Ciao neo collega!  :Smile:  
Utente Mac anche io e sopravvivo bene con Parallels/win7 da un paio di anni. Devo ammettere che mi sono scelta un gestionale che funzioni da browser (ma poi su win combatto anche io con i programmi AdE perché non sono ancora pronti per il Mac). 
Sto comunque valutando di fare una prova con il Contabile Telematico ma temo che prima ci siano altri passaggi da fare perché io ho un Mac Mini che inizia ad avere qualche anno e sono rimasta a Parallel 8 con l'abbastanza adorabile win7, se si pensa ad altre versioni win (e tu mi pari d'accordo...).
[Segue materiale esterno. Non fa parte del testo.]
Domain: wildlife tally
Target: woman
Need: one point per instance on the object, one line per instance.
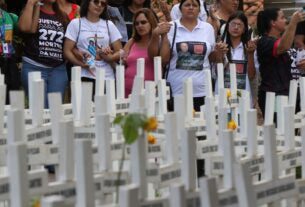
(45, 25)
(273, 51)
(69, 7)
(97, 38)
(197, 36)
(241, 51)
(8, 59)
(143, 24)
(187, 47)
(161, 9)
(128, 10)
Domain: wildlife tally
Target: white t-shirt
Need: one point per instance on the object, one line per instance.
(190, 56)
(176, 13)
(92, 34)
(238, 57)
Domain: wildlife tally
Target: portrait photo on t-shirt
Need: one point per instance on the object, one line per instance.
(190, 55)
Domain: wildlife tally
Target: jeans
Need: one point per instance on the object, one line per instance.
(55, 79)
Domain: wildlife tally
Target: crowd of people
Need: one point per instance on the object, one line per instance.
(189, 35)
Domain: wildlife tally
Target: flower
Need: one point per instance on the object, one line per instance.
(36, 203)
(229, 94)
(151, 139)
(151, 124)
(232, 125)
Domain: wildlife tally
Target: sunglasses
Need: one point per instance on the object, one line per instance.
(97, 3)
(141, 22)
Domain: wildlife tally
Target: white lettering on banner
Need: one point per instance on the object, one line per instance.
(49, 22)
(51, 44)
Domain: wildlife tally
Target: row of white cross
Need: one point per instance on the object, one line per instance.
(87, 173)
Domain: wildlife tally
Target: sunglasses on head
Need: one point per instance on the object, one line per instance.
(141, 22)
(97, 3)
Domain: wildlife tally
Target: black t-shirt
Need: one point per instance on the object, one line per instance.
(46, 45)
(300, 28)
(275, 69)
(128, 18)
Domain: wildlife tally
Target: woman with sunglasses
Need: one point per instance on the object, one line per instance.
(45, 25)
(138, 47)
(96, 37)
(70, 7)
(240, 51)
(195, 35)
(128, 9)
(187, 48)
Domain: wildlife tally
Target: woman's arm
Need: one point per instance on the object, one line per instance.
(251, 47)
(154, 43)
(165, 50)
(28, 21)
(112, 57)
(288, 36)
(217, 55)
(69, 46)
(299, 41)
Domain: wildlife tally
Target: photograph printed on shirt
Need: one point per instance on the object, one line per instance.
(190, 55)
(296, 56)
(241, 74)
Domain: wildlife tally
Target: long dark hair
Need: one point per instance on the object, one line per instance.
(151, 18)
(264, 19)
(226, 37)
(61, 15)
(84, 10)
(146, 3)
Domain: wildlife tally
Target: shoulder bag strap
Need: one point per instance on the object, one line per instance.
(79, 26)
(171, 52)
(108, 33)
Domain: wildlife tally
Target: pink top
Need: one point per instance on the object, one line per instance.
(131, 69)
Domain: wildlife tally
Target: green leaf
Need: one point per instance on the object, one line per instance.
(118, 119)
(130, 133)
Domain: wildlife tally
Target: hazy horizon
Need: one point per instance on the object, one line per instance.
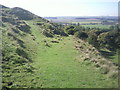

Per la precisione, però, Parallels non è un software della Apple... Non è che ci tengano così tanto che uno istalli win!  :Wink:  
Quindi io prima di togliere altro ossigeno alla partizione win e prima di avventurarmi in nuovi acquisti, ci penserò ancora un po'. Posso però dirti che si può benissimo lavorare come commercialista con un Mac - anzi, chiaramente secondo me ci si lavora molto meglio - e dubito che tu possa avere problemi con il CT. Magari al posto tuo cercherei una licenza Win7 con la quale io mi trovo ancora benissimo.  
Ti lascio un piccolo trucchetto: io ho due account dropbox uno istallato su Mac e uno su Win, per passare velocemente i file da una parte all'altra. Io lo trovo molto comodo e veloce.  
Fammi sapere che decisioni prendi e chiedi nel caso perché l'argomento chiaramente m'interessa.  :Smile:

----------


## Quattromori

Navigando su internet ho letto che un altra soluzione molto interessante per chi non ha un sistema operativo windows é l'installazione del software CT su un server cloud, in modo da creare una "macchina virtuale" windows a cui connettersi in remoto dal proprio computer mac-os. Bisogna vedere se nell'arco di un anno costa di più il server cloud o acquistare la licenza del software windows da installare con parallels (oltre ovviamente a parallels che non è gratis). Ti terrò aggiornata comunque.

----------


## Quattromori

Opterò per parallels. Il server cloud (ho visto quelli di Aruba che sono a mio avviso i più affidabili) non è caro di per se, ma è molto costosa la licenza di teamviewer che serve per potersi connettere al server remoto (costa di più della versione professional plus di contabile telematico).

----------